Steel Web Orchestrator

https://github.com/user-attachments/assets/25848033-40ea-4fa4-96f9-83b6153a0212

This server implements the Model Context Protocol (MCP) specification, providing access to sophisticated browser control mechanisms powered by Puppeteer and the Steel ecosystem. It allows generative models, such as Claude, to execute complex web tasks by issuing commands for actions like element interaction (clicks, text input), viewport manipulation (scrolling), and capturing the visual state of web pages (screenshots).

Instruct the integrated model to perform tasks such as: - "Locate a specific cooking instruction set and compile the required material list." - "Monitor and report the current status of a pending shipment." - "Perform comparative price analysis across several e-commerce sites for a designated item." - "Automate the entry of personal details into a multi-step online registration portal."

⚡️ Rapid Setup Guide

This streamlined procedure details initiating the Steel Voyager framework within the Claude Desktop environment.
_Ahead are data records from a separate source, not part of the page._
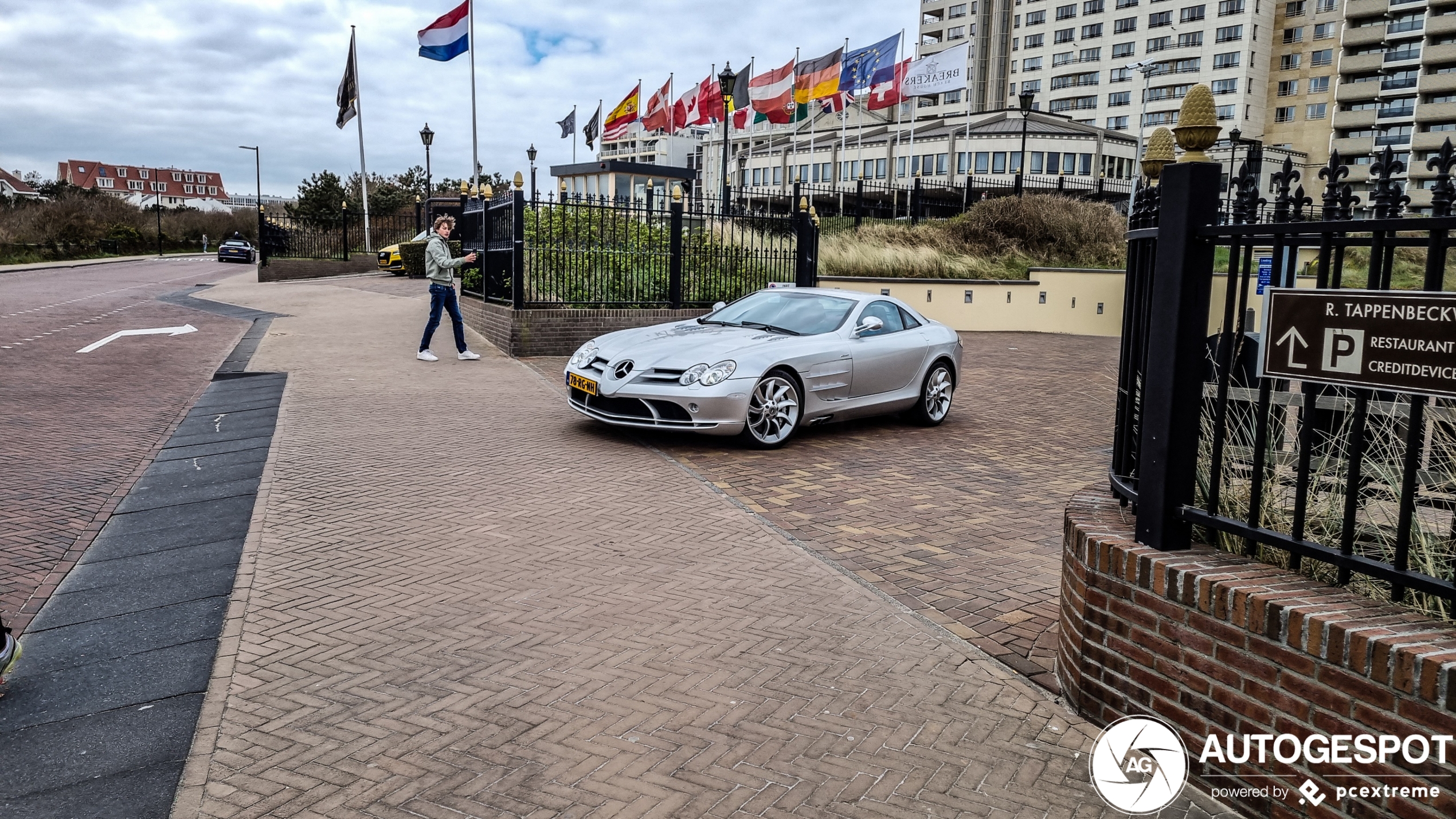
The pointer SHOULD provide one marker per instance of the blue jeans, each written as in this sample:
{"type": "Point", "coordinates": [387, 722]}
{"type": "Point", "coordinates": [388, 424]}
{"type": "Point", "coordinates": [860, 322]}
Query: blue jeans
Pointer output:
{"type": "Point", "coordinates": [443, 296]}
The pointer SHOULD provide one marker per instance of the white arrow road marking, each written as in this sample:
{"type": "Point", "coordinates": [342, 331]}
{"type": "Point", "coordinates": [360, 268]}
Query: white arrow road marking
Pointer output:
{"type": "Point", "coordinates": [1293, 336]}
{"type": "Point", "coordinates": [150, 332]}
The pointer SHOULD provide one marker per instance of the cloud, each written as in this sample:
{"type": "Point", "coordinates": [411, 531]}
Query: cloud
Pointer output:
{"type": "Point", "coordinates": [182, 83]}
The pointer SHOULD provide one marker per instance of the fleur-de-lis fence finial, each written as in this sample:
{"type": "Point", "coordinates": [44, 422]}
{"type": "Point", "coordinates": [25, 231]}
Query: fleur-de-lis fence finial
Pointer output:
{"type": "Point", "coordinates": [1443, 193]}
{"type": "Point", "coordinates": [1333, 172]}
{"type": "Point", "coordinates": [1282, 181]}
Configuration adjustments are minor to switch the operational backend between the managed Steel Cloud service and a self-contained local deployment.

Prerequisites

Ensure up-to-date installations of Git and Node.js.
Have the Claude Desktop client installed.
(Optional) If targeting a self-hosted setup, initiate the requisite Steel Docker container.
(Optional) If utilizing Steel Cloud, secure and retrieve your authentication token from Steel Developer Settings.
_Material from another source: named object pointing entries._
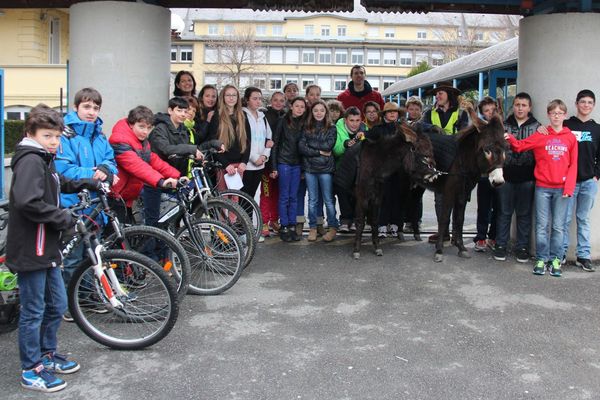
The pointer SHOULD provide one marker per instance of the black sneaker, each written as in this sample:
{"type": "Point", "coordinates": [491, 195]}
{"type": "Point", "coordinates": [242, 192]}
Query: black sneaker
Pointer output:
{"type": "Point", "coordinates": [585, 264]}
{"type": "Point", "coordinates": [500, 253]}
{"type": "Point", "coordinates": [522, 255]}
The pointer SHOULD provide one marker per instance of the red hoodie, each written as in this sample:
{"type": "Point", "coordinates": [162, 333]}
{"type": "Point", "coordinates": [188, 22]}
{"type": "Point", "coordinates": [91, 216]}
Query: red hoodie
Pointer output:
{"type": "Point", "coordinates": [555, 158]}
{"type": "Point", "coordinates": [137, 164]}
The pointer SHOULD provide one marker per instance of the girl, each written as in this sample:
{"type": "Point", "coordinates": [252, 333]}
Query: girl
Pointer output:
{"type": "Point", "coordinates": [286, 162]}
{"type": "Point", "coordinates": [269, 194]}
{"type": "Point", "coordinates": [230, 126]}
{"type": "Point", "coordinates": [316, 145]}
{"type": "Point", "coordinates": [371, 113]}
{"type": "Point", "coordinates": [185, 84]}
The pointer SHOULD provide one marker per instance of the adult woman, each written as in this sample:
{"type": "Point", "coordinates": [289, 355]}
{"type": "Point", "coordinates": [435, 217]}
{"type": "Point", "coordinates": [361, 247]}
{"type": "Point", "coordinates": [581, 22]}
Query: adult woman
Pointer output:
{"type": "Point", "coordinates": [185, 84]}
{"type": "Point", "coordinates": [231, 127]}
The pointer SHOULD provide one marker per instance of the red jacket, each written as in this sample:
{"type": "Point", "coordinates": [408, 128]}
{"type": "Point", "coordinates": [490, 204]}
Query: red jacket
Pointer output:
{"type": "Point", "coordinates": [350, 97]}
{"type": "Point", "coordinates": [555, 158]}
{"type": "Point", "coordinates": [137, 164]}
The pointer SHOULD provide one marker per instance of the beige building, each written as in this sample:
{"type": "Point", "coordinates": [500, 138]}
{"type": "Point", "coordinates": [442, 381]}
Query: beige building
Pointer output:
{"type": "Point", "coordinates": [299, 47]}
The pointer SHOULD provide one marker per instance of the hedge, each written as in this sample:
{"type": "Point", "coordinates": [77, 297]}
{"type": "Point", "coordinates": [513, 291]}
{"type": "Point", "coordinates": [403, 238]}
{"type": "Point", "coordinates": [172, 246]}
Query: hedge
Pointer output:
{"type": "Point", "coordinates": [13, 133]}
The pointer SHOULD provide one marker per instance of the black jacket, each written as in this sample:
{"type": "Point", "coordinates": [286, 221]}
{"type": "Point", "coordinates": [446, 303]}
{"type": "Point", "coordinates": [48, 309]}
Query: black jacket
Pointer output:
{"type": "Point", "coordinates": [588, 150]}
{"type": "Point", "coordinates": [310, 145]}
{"type": "Point", "coordinates": [286, 140]}
{"type": "Point", "coordinates": [166, 140]}
{"type": "Point", "coordinates": [233, 154]}
{"type": "Point", "coordinates": [518, 167]}
{"type": "Point", "coordinates": [35, 220]}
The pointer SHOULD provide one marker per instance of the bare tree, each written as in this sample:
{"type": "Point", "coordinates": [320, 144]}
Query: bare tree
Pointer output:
{"type": "Point", "coordinates": [238, 54]}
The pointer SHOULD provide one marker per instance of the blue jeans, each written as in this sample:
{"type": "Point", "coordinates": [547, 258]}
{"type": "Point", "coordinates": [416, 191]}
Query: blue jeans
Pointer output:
{"type": "Point", "coordinates": [550, 215]}
{"type": "Point", "coordinates": [43, 303]}
{"type": "Point", "coordinates": [289, 180]}
{"type": "Point", "coordinates": [320, 187]}
{"type": "Point", "coordinates": [514, 198]}
{"type": "Point", "coordinates": [583, 201]}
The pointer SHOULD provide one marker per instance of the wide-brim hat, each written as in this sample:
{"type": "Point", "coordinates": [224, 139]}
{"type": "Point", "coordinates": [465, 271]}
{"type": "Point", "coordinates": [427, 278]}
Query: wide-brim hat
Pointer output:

A) Cloud Deployment Start Sequence

Retrieve and build the source code repository:

bash git clone https://github.com/steel-dev/steel-mcp-server.git cd steel-mcp-server npm install npm run build

Modify the Claude Desktop configuration file (typically located at ~/Library/Application Support/Claude/claude_desktop_config.json) by inserting the following server definition:

json { "mcpServers": { "steel-puppeteer": { "command": "node", "args": ["path/to/steel-voyager/dist/index.js"], "env": { "STEEL_LOCAL": "false", "STEEL_API_KEY": "YOUR_STEEL_API_KEY_HERE", "GLOBAL_WAIT_SECONDS": "1" } } } }

Substitute YOUR_STEEL_API_KEY_HERE with your active Steel credential.
Confirm that the STEEL_LOCAL flag is explicitly set to "false" for cloud operation.
Initiate the Claude Desktop application. It will automatically instantiate this MCP service in its designated Cloud mode.
(Optional) Active browser sessions managed by Steel can be monitored or controlled via your central Steel management portal.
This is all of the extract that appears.